Dispositions mises en œuvre :
La commune a examiné la mise en œuvre de la recommandation de la chambre et se heurte à un
certain nombre de difficultés :
- Il n’y a pas d’obligations pour les familles de déclarer à la mairie la scolarisation de leur(s)
enfant(s) à l’extérieur.
- Les services de l’Education Nationale transmettent chaque mois l’état des enfants radiés des
effectifs des écoles de Grigny, sans en préciser le motif, sans spécifier si ce départ est lié à un
déménagement ou à une scolarisation dans une autre école, publique ou privée.
- Dans la pratique, certaines familles souhaitant scolariser leur(s) enfant(s) dans une école
publique d’une autre commune, communiquent une adresse postale (famille, amis…) dans
cette commune afin de sécuriser leur démarche.
- Les caractéristiques de peuplement de Grigny se traduisent par un turn-over important (un
tiers de la population change tous les 3 ans) et beaucoup de familles ne signalent pas leur
départ de la commune.
Ces mouvements importants de population conduisent l’Education Nationale à ajuster,
chaque année, les ouvertures et fermetures de classe sur constat de rentrée.
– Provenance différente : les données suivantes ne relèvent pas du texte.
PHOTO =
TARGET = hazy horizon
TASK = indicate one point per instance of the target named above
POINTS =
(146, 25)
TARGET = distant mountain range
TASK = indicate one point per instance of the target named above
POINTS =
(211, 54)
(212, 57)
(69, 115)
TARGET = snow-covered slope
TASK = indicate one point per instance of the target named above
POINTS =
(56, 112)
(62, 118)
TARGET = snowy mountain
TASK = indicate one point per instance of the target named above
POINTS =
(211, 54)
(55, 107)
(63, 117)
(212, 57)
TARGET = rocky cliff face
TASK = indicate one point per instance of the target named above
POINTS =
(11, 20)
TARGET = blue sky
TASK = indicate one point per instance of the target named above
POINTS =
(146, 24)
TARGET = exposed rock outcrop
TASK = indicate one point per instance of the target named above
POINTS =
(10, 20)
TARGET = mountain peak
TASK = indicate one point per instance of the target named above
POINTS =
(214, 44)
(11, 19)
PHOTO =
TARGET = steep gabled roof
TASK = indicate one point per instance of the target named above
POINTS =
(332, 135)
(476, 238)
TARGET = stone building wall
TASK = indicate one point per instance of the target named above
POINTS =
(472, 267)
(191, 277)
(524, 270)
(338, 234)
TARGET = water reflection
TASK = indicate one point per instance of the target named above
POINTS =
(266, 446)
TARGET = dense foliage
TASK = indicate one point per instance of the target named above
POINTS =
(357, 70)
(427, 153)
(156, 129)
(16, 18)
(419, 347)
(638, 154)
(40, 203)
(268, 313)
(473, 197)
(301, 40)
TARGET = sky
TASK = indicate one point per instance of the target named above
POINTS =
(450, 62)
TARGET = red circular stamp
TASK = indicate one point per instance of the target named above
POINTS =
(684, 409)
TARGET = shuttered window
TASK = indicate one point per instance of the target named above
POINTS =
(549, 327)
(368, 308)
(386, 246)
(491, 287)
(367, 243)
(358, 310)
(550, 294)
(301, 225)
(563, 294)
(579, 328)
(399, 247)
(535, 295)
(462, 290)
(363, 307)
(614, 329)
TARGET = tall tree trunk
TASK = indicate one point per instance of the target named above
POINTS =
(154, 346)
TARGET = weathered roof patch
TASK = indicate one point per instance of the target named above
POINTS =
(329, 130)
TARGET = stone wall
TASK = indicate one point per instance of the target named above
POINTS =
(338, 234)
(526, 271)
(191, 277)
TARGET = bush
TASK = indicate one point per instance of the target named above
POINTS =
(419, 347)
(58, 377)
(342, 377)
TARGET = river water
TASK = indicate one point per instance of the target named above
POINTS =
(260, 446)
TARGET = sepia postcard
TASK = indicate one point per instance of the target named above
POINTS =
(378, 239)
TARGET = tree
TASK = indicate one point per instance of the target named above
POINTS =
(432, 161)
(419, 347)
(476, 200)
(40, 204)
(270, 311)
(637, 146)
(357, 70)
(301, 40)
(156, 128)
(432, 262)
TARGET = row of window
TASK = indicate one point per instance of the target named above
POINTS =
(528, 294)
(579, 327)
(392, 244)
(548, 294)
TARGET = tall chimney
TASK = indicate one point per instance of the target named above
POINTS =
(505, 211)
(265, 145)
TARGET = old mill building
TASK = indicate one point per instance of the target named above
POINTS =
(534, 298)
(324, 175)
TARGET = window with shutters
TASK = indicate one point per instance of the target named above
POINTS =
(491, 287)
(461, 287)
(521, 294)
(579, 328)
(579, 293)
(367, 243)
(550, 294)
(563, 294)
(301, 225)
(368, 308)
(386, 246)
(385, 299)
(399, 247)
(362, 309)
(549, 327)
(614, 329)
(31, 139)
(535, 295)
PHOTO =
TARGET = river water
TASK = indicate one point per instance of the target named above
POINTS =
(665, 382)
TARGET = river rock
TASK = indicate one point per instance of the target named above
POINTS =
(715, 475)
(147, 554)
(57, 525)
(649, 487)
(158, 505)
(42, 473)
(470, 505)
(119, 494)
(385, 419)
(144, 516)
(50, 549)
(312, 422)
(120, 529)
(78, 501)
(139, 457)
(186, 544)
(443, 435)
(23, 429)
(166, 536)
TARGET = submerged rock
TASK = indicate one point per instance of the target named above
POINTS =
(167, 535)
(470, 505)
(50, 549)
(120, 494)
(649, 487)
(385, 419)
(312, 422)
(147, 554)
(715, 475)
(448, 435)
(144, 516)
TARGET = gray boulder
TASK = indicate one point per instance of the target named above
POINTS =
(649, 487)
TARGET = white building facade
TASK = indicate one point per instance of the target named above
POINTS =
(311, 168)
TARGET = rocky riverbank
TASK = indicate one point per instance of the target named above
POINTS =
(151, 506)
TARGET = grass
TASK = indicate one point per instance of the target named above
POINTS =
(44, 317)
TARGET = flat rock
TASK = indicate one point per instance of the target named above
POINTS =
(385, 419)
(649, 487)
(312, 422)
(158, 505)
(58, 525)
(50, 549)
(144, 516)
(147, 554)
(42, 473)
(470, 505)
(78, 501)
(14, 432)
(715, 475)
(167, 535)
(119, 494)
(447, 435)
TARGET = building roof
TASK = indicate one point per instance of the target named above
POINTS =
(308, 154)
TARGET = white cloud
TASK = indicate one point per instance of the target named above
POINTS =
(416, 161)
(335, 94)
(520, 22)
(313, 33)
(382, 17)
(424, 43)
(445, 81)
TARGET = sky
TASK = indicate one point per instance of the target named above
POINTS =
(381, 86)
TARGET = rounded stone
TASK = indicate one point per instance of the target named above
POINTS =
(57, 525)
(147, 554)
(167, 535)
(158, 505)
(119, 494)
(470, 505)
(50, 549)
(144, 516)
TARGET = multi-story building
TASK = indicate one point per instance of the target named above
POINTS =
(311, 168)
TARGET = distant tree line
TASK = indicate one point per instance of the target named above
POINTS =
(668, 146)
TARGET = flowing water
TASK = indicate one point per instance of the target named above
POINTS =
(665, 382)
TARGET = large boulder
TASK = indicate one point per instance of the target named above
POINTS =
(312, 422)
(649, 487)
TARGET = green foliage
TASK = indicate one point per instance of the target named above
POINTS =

3- L’applicatif de gestion des inscriptions et effectifs scolaires permet d’identifier les enfants
non-résidents à Grigny. Cependant il ne permet pas de conserver les historiques et à chaque
actualisation de domiciliation d’une famille, les références postales antérieures sont
effacées.
Pour dépasser ces difficultés, la ville s’appuie sur les demandes de frais d’écolage adressées par
d’autres communes. Pour autant, celles-ci ne sont pas forcément systématiques.
La ville a mis en place une commission de dérogations pour examiner les demandes entrantes et
sortantes.
Au cours des dernières années, peu de demandes ont été formulées comme en atteste le tableau ci-
dessous :
Hors Commune Dérogations entrantes Dérogations sortantes
Rentrée 2019 En cours (4 pour le moment) En cours (1 pour le moment)
Rentrée 2018 5 1
Rentrée 2017 8 2
Un recensement manuel, par prise de contact téléphonique auprès des services des communes
voisines a été entrepris. Au regard des réponses reçues, le nombre d’enfants Grignois scolarisés dans
des écoles publiques de ces communes est le suivant :
Maternelle Élémentaire Classes Ulis
Ris-Orangis 3 2
Fleury Mérogis 1 0
Morsang sur Orge 1 5 1
Savigny sur Orge 2 1
Athis-Mons 0 1
Draveil 0 0
Evry- Courcouronnes
Viry-Châtillon 1
TOTAL 7 8 3
La ville a engagé la même démarche auprès des écoles privées sous contrat, mais n’a pas pu obtenir
d’informations sur les enfants de Grigny qui y sont accueillis.
En conclusion, la ville ne peut tenir un état que sur les demandes de dérogations entrantes ou
sortantes reçues. Si les familles n’effectuent pas les démarches, elle n’a pas les capacités juridiques
et administratives de les identifier.